There was no immediate word on the meetings, which are aimed at laying the groundwork for a resumption of negotiations for the first time in three years.

The Trump administration faces the same obstacles that have doomed previous attempts by a string of Republican and Democratic administrations: deep disagreements over key issues such as borders, dueling claims to Jerusalem and the fate of millions of Palestinian refugees and their descendants.

But Kushner enjoys some advantages that could allow him to make at least some progress. Trump made a successful visit to the region last month and appears to have forged a good working relationship with both sides.

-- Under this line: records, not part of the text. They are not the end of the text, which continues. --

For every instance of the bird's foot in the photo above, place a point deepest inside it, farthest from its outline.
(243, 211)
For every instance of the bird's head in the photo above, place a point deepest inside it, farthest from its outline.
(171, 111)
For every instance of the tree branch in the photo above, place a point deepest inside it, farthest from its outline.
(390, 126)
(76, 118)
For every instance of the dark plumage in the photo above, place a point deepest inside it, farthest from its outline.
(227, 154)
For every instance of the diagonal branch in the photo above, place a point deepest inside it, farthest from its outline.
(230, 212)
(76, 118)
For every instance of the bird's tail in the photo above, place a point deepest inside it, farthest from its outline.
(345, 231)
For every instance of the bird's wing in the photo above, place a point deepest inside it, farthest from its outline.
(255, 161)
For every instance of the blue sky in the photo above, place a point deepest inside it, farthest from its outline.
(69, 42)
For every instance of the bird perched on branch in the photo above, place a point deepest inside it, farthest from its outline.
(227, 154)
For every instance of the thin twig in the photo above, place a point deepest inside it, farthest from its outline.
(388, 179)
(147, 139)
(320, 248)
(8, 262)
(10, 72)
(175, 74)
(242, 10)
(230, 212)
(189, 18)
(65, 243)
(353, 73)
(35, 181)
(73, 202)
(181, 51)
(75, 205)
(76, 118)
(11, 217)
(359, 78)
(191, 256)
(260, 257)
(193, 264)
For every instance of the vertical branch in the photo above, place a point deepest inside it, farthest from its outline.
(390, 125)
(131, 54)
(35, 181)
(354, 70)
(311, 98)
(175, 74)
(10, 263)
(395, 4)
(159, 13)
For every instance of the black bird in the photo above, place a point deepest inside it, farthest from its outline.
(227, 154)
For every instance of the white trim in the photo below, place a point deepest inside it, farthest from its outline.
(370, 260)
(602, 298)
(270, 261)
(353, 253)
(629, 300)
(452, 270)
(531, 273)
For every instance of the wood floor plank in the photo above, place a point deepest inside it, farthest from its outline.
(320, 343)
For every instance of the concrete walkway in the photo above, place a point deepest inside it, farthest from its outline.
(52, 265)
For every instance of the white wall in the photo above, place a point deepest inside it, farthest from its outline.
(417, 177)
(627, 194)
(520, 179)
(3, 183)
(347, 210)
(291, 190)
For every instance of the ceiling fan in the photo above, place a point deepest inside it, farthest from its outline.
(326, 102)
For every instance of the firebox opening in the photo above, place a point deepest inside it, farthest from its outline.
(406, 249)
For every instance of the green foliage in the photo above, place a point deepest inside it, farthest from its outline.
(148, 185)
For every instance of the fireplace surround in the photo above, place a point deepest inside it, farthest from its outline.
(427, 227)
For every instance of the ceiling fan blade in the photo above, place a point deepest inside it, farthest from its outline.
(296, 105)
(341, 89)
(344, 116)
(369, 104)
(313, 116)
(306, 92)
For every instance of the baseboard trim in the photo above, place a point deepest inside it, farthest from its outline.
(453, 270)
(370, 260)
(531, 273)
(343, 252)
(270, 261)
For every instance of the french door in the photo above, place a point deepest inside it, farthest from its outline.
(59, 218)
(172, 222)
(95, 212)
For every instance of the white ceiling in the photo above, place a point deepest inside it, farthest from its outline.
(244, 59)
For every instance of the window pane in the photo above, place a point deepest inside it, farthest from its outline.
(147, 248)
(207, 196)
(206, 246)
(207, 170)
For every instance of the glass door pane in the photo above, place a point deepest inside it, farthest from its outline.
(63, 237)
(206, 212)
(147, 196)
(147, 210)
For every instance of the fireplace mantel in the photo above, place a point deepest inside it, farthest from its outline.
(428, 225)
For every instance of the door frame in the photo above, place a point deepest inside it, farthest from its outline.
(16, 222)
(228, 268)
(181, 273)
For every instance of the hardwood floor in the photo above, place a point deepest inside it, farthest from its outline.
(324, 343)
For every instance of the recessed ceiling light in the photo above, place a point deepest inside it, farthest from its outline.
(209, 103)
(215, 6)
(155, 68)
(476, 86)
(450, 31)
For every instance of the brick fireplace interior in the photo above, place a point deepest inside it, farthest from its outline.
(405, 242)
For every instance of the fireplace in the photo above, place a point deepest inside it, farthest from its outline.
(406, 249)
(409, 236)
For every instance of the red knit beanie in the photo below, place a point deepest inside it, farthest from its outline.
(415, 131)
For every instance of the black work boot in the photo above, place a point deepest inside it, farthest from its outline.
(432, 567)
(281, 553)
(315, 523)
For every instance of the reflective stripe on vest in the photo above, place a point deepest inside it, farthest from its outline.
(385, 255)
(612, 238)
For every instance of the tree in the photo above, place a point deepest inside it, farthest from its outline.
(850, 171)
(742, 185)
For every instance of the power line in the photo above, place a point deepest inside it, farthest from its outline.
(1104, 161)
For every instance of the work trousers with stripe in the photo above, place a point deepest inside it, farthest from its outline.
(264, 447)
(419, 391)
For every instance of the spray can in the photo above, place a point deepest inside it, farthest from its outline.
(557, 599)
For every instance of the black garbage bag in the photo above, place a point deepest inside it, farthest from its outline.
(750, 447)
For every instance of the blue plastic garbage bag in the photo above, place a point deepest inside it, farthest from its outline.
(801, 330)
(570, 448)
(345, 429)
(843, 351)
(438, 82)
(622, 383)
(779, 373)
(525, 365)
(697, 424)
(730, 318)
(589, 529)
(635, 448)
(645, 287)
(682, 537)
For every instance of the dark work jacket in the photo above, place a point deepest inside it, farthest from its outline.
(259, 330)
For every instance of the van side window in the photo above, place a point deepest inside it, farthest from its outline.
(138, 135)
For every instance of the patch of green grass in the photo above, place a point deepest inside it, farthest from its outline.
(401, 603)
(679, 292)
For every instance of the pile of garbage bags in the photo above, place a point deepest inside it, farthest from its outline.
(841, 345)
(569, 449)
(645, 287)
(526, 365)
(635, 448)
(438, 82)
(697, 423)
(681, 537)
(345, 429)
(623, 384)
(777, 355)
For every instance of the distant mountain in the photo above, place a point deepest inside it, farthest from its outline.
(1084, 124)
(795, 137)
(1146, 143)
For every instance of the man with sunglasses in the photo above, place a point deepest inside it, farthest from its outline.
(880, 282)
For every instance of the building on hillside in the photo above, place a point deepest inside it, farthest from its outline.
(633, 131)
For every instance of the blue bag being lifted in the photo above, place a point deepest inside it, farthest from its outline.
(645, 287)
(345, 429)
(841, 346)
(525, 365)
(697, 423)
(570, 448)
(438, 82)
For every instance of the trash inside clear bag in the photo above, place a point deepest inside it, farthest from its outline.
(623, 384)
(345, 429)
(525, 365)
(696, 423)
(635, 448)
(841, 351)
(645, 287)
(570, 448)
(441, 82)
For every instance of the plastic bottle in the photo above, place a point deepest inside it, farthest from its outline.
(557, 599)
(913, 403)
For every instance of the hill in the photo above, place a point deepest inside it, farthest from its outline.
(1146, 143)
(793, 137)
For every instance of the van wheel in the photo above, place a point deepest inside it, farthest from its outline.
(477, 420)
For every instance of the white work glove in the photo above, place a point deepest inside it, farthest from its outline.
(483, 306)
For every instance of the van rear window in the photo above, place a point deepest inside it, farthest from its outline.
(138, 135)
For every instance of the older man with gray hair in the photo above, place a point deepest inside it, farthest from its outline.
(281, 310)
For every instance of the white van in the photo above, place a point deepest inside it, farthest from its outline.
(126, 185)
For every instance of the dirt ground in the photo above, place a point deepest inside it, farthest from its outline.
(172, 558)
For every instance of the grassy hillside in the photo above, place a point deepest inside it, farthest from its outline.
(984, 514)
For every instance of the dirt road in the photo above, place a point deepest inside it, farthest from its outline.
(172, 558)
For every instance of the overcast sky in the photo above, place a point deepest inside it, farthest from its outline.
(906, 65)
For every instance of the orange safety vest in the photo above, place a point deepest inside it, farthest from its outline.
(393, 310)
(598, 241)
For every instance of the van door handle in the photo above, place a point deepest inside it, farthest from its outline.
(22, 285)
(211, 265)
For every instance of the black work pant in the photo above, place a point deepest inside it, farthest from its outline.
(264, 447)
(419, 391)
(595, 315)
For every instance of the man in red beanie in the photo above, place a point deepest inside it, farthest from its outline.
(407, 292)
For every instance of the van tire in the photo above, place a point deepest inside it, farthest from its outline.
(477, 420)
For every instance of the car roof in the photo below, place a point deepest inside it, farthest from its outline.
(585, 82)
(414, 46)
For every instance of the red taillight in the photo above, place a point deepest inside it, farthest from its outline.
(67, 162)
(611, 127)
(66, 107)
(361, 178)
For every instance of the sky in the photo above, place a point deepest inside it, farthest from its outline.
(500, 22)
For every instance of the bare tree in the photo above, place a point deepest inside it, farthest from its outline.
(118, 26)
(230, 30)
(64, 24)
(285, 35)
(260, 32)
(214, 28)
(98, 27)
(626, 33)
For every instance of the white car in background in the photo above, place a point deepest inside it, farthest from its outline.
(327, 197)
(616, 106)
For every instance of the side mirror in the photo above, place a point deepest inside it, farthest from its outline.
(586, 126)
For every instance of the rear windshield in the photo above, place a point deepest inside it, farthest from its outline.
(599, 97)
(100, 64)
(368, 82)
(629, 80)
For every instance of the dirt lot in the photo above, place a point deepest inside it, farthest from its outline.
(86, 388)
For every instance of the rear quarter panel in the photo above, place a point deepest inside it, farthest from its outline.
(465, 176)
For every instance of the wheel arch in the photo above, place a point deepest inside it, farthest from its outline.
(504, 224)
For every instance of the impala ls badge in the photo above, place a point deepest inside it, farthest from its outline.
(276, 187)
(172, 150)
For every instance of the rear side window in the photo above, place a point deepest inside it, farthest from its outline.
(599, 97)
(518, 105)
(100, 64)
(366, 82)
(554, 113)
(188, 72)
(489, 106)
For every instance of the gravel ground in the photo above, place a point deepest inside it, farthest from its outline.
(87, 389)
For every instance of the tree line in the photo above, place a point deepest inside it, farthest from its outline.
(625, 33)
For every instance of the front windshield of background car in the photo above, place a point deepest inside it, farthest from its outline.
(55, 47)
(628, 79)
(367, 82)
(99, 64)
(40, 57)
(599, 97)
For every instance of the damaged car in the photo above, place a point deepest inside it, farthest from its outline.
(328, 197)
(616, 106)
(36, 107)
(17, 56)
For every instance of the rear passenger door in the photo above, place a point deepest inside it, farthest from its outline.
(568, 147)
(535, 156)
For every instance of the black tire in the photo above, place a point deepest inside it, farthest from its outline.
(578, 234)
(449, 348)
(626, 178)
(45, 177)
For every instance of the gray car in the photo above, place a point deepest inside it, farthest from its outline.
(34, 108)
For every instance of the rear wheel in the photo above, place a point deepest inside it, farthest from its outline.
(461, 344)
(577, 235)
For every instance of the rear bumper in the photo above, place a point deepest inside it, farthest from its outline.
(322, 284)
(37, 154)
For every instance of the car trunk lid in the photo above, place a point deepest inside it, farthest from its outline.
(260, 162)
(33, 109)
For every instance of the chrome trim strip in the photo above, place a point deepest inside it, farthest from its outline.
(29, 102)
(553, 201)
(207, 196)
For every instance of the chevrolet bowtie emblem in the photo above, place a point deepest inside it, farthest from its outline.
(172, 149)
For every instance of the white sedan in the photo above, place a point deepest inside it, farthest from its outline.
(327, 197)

The new atmosphere of goodwill, along with concerns of potentially provoking the unpredictable president, could give Trump leverage in extracting concessions from the sides.

Kushner, whose family has a long relationship with Netanyahu, met with the Israeli leader in Jerusalem for about 31/2 hours before heading to the West Bank city of Ramallah for a late-night meeting with Palestinian President Mahmoud Abbas.

Netanyahu’s office released a short video showing Kushner, along with envoy Jason Greenblatt and U.S. Ambassador David Friedman, arriving at the Israeli premier’s office in Jerusalem.

Netanyahu warmly greeted Kushner with a smile and hug. “This is an opportunity to pursue our common goals of security, prosperity and peace,” Netanyahu said.

“The president sends his best regards and it’s an honor to be here with you,” Kushner said.

Reporters were barred from covering the meetings and did not have an opportunity to ask Kushner questions.